The petition in this case is deficient on its face inasmuch as it fails to set forth the facts to be sifted and the circumstances to be weighed without which there can be no threshold determination of State action. The petition merely alleges the facts of ownership of Rich Stadium by Erie County and the county’s grant of the exclusive right to the Bills to sublease the stadium and related facilities. There is no question that the county had authority under its police power to enter into such an arrangement with the Bills (Murphy v Erie County, 28 NY2d 80). The mere fact that the Bills are the lessees of public property is insufficient, standing alone, to show State
Even were there a sufficient basis alleged to find State action, the petition fails to allege facts demonstrating any cognizable unconstitutional deprivation of equal protection of the laws entitling petitioners to relief. Since the petition does not allege deprivation of a fundamental interest, nor does it encompass a suspect classification, the alleged denial of equal protection is subject to the "lax standard of rationality” which tests whether the challenged classification bears a reasonable relationship to some legitimate State objective (Alevy v Downstate Med. Center, 39 NY2d 326, 332). This petition itself acknowledges that the Bills declined to sublease the stadium to petitioners because they found petitioners unqualified and not sufficiently experienced to produce an out-of-doors concert at Rich Stadium. Such provides a rational basis for the denial of the sublease. The petitioners have not demonstrated in their petition that they do, in fact, possess the experience to conduct such concerts in the stadium which has a capacity of 80,000 seats. Further, petitioners have not pointed to any controlling statute or administrative regulation which would require the Bills to sublease to them, and courts should not sit in overview of questions of judgment, discretion, allocation of resources and priorities of the lawful acts of appointive and elective officials charged with the management of a public enterprise (see Matter of Abrams v New York City Tr. Auth., 39 NY2d 990, 992).

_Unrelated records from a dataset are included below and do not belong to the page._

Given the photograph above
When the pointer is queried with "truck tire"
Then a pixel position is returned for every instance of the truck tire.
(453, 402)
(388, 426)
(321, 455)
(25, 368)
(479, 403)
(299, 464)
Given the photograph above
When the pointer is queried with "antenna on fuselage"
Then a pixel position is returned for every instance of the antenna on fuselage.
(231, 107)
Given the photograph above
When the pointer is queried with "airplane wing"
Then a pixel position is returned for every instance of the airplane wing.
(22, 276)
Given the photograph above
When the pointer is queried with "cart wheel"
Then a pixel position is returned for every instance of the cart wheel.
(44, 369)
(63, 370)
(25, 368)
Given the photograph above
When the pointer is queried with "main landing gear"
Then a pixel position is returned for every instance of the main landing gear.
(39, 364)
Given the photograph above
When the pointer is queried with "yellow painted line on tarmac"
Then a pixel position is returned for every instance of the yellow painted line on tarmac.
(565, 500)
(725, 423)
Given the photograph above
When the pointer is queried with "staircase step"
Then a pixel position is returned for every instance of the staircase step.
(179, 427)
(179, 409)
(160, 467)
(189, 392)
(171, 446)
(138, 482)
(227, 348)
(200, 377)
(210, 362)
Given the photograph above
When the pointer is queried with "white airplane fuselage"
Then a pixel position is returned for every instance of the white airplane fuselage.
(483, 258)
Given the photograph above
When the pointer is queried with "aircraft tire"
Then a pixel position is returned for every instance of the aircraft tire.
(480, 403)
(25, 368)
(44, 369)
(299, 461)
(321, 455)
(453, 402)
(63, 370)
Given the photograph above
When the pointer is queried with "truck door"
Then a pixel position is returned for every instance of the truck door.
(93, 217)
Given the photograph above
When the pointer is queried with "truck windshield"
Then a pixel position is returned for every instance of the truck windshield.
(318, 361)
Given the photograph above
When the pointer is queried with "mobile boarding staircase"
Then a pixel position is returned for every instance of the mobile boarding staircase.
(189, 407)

Finally, the petition does not allege adequate facts from which it can be determined that there was a conspiracy to violate the antitrust laws. The petition alleges the mere existence of an exclusive lease, which has been upheld as a proper exercise of police power (Murphy v Erie County, supra) and fails to allege any overt act or other nonconclusory allegation from which a conspiracy to violate the antitrust laws could be inferred (Murdock v City of Jacksonville, 361 F Supp 1083; Baim & Blank v Admiral Corp., 132 F Supp 412; Marsich v Eastman Kodak Co., 244 App Div 295, affd 269 NY 621). Thus, Special Term correctly dismissed the antitrust claim in this article 78 proceeding.
The judgment should be affirmed.
Simons, Dillon, Goldman and Witmer, JJ., concur.